Puissance économique dominante, l'Angleterre devient en fin 1870, après la défaite de la France face à la Prusse, l'unique superpuissance du globe. La simple division par deux du tarif postal de base va y provoquer en peu d'années une explosion du trafic : la publicité, la vente par correspondance, les petites annonces, et la vie associative, tout cela va connaître un développement fulgurant qui se propagera progressivement au continent. Parallèlement, les transports rapides (chemin de fer et bateau à vapeur) vont se généraliser et surtout leur coût va fortement diminuer.

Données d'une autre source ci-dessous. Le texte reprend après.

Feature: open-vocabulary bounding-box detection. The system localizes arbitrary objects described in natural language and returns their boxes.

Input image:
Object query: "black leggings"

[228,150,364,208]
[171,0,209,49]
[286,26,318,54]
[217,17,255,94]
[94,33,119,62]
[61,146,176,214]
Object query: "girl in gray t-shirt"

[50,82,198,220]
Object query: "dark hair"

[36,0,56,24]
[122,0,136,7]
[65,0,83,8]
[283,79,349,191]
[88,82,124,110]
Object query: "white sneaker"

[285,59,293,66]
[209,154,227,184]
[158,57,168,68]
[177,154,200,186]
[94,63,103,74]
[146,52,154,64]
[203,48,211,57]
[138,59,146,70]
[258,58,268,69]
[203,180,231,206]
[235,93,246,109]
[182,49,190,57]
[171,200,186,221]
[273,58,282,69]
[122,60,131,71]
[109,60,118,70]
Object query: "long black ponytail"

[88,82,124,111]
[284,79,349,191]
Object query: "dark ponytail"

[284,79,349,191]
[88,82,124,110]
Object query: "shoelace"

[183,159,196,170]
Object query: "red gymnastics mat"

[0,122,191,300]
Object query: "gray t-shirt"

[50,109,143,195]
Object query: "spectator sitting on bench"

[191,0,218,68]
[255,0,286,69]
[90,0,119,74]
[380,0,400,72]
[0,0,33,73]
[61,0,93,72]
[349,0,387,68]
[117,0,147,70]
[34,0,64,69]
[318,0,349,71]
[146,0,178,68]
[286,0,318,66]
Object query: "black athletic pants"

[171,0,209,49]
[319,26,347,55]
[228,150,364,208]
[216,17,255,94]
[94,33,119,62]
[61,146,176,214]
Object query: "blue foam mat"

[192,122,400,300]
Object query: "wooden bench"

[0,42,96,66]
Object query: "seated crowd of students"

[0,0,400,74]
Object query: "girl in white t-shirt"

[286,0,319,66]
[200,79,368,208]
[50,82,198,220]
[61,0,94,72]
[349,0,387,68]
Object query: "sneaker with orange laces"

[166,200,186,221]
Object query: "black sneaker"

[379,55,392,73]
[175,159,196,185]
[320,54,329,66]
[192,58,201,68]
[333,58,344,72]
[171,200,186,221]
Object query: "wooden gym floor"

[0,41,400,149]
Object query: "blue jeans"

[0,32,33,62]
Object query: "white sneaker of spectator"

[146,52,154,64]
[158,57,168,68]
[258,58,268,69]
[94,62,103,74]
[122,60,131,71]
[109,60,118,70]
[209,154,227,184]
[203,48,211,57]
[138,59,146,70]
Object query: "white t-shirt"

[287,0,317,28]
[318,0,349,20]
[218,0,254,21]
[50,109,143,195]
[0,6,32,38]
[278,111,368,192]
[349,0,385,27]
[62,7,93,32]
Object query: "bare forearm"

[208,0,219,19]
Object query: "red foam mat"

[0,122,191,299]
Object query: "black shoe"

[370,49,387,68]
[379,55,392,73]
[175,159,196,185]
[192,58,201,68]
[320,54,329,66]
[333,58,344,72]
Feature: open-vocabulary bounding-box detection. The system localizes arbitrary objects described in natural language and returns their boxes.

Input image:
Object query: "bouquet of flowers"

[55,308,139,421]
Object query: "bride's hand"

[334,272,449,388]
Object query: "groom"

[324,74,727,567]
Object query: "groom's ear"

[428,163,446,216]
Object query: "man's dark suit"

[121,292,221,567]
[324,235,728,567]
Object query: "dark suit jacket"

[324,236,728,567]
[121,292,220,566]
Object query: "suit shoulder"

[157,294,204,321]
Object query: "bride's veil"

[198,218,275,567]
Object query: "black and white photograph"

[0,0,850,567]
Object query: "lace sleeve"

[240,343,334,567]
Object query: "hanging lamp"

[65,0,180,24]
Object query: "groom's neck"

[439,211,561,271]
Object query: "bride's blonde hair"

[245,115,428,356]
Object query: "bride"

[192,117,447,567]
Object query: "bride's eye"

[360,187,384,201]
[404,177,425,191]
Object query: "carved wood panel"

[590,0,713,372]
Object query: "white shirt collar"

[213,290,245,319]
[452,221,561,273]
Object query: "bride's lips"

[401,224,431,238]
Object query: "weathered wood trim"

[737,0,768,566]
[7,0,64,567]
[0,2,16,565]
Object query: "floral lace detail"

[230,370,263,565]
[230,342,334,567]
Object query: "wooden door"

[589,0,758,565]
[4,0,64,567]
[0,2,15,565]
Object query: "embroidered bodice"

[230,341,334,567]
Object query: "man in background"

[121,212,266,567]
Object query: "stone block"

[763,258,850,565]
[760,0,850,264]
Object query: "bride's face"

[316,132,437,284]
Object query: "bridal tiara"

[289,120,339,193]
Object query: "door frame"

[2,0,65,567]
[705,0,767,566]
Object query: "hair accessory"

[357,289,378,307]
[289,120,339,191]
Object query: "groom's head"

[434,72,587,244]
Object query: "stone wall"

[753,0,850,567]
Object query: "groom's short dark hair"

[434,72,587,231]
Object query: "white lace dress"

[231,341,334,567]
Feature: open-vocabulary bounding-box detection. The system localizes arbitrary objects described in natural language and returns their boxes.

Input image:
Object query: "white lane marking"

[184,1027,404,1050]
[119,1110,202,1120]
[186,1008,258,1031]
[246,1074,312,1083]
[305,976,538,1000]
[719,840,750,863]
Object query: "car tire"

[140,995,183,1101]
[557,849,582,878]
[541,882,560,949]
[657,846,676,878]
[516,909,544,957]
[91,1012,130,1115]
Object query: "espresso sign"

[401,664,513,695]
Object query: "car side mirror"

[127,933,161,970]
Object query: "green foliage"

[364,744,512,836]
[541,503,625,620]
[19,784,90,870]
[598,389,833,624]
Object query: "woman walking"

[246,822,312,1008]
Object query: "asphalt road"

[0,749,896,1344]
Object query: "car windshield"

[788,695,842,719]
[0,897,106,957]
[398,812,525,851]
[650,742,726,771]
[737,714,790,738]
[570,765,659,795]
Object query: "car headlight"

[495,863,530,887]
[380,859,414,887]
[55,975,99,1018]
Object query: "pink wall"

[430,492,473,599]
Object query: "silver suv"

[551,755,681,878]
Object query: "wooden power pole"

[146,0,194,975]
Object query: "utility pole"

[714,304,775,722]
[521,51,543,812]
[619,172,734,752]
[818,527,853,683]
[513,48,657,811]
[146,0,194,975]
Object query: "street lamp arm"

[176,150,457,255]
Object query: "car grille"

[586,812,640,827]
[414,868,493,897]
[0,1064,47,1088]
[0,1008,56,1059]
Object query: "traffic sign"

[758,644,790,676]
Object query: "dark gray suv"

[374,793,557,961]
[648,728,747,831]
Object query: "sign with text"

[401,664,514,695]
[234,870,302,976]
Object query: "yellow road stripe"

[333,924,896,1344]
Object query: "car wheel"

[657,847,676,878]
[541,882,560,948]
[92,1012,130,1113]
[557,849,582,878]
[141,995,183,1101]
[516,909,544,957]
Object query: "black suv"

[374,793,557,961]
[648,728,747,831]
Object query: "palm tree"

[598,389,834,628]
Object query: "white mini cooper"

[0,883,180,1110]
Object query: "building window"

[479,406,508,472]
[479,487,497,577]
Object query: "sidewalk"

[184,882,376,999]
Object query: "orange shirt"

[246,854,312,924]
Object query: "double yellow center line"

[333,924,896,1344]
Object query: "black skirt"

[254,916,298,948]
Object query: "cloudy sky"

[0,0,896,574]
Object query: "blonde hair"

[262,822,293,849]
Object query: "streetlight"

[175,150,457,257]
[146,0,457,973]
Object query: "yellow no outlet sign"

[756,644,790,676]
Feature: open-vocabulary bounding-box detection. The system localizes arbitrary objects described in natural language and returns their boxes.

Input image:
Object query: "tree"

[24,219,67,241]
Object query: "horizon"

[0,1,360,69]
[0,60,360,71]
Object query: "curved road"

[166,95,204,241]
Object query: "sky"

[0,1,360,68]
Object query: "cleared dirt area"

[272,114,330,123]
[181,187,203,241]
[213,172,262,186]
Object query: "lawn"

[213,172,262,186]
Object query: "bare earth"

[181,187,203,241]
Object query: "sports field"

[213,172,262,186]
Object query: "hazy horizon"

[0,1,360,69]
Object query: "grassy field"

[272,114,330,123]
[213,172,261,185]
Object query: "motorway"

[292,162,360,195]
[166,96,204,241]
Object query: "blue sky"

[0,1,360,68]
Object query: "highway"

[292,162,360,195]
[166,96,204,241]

Les papetiers vont fabriquer et vendre des carnets à souche préimprimés pour les réunions de sociétés : il suffit d'y compléter à la plume le lieu et la date, de plier, d'écrire l'adresse et de timbrer. Tous les domaines sont concernés par cette frénésie de réunion : charité, sports et jeux, fêtes et bals, arts et sciences, histoire naturelle, tourisme, collections… La France suivra avec un décalage d'environ vingt ans, et c'est dans les années 1890 que vont s'y créer les premiers réseaux associatifs structurés.
Ce second âge de la vie associative, que j'appellerai celui "de la circulaire", durera en gros jusqu'aux années 1960, c'est à dire tant que la voiture, le téléphone, la télévision et les grandes surfaces n'auront pas pris la première place dans nos modes de vie, tant que la domination du courrier postal, du chemin de fer, du petit commerce et de la presse écrite ne sera pas menacée.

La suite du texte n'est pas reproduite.